The Hutt Valley.
A brief note on the Hutt Valley is here offered, because the Hutt River continues the line of the Wellington fault to the north-east, just as the, fault-line valleys already described continue it to the south-west. I am-
able at present, however, merely to hint at a few points. The physiography of the Hutt Valley is a subject that deserves careful investigation and thorough treatment.
The lower portion of the valley is undoubtedly a part of the Port Nicholson depression, resulting from the inbreak along the Wellington fault, that has been filled by a delta built forward by the Hutt River. This is proved by the continuation of the fault-scarp into the lower valley without break.
There appear to be good reasons for believing that the valley of the Hutt River to its very source is determined by a line of faulting which continues the line of the Wellington fault; but it has yet to be shown how far the valley is a fault valley, and how far a fault-line valley.
The predominant, longitudinal, topographic features, which I. regard as guided by the strike of the strata, trend rather more north easterly just north of Wellington than they do in the south of the peninsula: but within the basin of the Hutt they are again nearly meridional, trending about N. 10° E. Everywhere the valley of the Hutt meets these longitudinal features at an acute angle (seefig. 1). The Hutt River, which flows S. 60° W., receives tributaries flowing on the one side S. 10° W. and on the other N. 10° E. In the field this is most conspicuous, though the map shows it well only in the case of large tributaries like the Mungaroa and Akatarawa.
Eight miles from the mouth the broad plain of the lower Hutt Valley, which is probably all delta, ends, and the valley, narrowing almost to a gorge, is clearly the work of erosion. Farther up, the valley opens out again, and for five miles has a flat floor, in places a mile in width. The valley here is strongly asymmetrical. The south-east side is formed by long, sprawling, gently tapering spurs, the lower ends of which seem to be buried in an aggraded plain. The spur-ends are not truncated, and thus there is no evidence that the valley has been widened by the river swinging against this side. The north-west side is, on the other hand, formed by
high facets, all in line, which strongly suggest a fault-scarp, but may be a fault-line scarp. It is, of course, true that a vigorous stream, in the process of excavation of a broad-floored mature valley, might itself cut back both its valley-sides to this form, but the absence of bluffs on the south-east side of this portion of the Hutt Valley negatives this explanation.

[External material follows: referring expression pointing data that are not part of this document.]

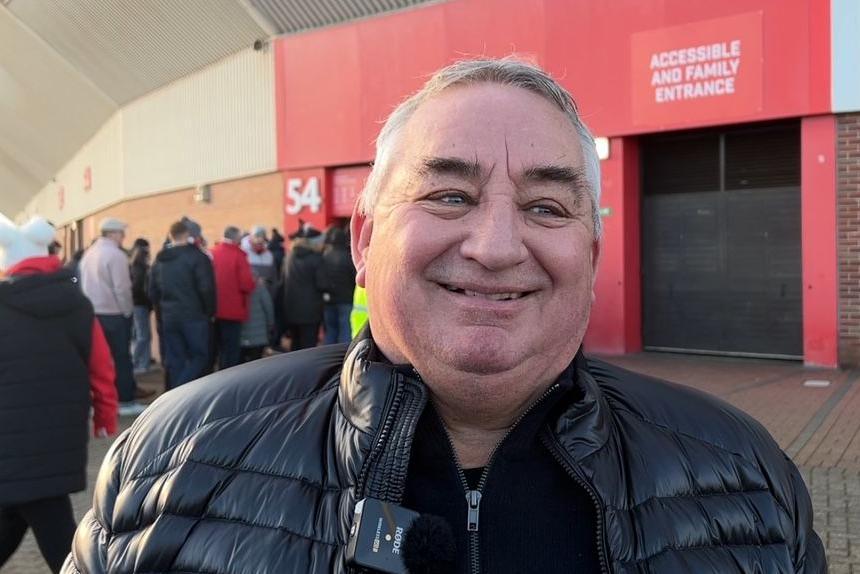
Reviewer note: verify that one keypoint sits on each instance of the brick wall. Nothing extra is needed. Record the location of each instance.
(242, 202)
(848, 190)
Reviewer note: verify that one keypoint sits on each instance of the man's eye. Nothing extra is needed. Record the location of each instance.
(451, 198)
(546, 210)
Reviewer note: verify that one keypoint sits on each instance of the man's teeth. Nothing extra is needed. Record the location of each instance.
(491, 296)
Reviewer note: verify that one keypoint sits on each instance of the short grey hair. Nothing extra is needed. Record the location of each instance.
(232, 233)
(508, 71)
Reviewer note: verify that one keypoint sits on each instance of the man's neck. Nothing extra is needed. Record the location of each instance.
(474, 447)
(476, 435)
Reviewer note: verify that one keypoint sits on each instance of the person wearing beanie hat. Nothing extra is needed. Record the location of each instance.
(54, 365)
(141, 355)
(106, 281)
(182, 289)
(262, 262)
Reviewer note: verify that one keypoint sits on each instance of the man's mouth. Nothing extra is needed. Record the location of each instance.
(498, 296)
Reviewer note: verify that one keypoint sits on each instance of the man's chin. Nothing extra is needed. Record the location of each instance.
(480, 356)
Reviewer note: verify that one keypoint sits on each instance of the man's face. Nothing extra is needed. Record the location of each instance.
(479, 257)
(118, 237)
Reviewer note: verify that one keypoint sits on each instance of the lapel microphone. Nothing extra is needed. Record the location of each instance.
(392, 539)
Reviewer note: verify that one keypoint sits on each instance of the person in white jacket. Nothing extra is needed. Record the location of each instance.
(106, 281)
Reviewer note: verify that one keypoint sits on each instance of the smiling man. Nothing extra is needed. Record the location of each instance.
(468, 397)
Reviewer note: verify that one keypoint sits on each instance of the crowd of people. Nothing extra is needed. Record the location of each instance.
(217, 307)
(91, 319)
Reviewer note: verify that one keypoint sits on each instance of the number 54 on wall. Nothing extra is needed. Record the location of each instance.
(301, 196)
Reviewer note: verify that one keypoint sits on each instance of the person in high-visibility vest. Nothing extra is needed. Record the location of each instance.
(359, 315)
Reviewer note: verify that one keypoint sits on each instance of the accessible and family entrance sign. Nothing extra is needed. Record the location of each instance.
(699, 71)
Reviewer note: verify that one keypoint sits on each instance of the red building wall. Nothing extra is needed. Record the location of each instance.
(336, 86)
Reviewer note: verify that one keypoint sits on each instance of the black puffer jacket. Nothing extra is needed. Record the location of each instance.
(257, 469)
(338, 274)
(303, 285)
(46, 326)
(182, 284)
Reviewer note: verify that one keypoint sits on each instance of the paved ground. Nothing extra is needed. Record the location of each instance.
(818, 426)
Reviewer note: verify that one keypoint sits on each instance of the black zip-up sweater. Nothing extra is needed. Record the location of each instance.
(532, 516)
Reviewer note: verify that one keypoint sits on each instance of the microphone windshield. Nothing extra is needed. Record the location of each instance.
(429, 547)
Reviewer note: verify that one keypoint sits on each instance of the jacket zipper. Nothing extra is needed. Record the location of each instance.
(473, 497)
(562, 458)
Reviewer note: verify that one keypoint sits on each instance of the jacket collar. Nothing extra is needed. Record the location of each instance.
(385, 401)
(583, 427)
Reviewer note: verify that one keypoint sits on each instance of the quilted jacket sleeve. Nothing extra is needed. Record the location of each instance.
(90, 546)
(808, 553)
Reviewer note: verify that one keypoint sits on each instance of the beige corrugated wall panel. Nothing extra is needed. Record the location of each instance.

This portion of the valley may perhaps be a Graben, bounded, as the northern end of the Port Nicholson depression is perhaps also bounded, by a fault on one side and a flexure on the remaining sides. Fig. 2 shows two trough subsidences formed in this way along a single fault, and bearing to each other a relation similar to that between the lower and upper plains of the Hutt Valley. The sea may be supposed to have access to the nearer of the two troughs, and to fill it up to the broken line. The broken line in the farther trough represents the level of a lake occupying the trough, and overflowing at the lowest point (the south-west end) along the faultscarp. If a river were already in existence flowing south-westward along the fault-line, and if the subsidence took place rather slowly, the farther trough might be filled with waste as rapidly as it was formed, a [ unclear: ] graded gorge being at the same time cut along the fault-line between the two troughs. When later a delta had been built out into the nearer trough the system would bear a good deal of resemblance to the Hutt Valley.
In the actual case the pre-faulting surface was of strong relief, and unless the Hutt River already existed it is difficult, if not impossible, to account for the present large drainage-basin of the river, for the amount of the fault-movement seems insufficient to effect profound changes in drainage.
Thus we have several reasons for believing that before the Wellington fault movement took place the Hutt River existed as a fault-line river guided by the same old fault as the Upper Kaiwarra.
Another indication of the previous existence of the Hutt is found in the presence of a broad terrace along the north-west side of the river near the mouth, evidently a remnant of the flood-plain of the Tongue Point cycle, the front of which is formed by the fault-scarp.
The continuous scarp that bounds the Hutt Valley on the north-west side seems to be—at least, in part—a fault-scarp. If it is true, however, that the recent break occurred along the floor of an older valley, the fault-
scarp can be of no great height, and the higher facets, like those in the Upper Kaiwarra and Silver Stream Valleys, probably form part of a faultline scarp.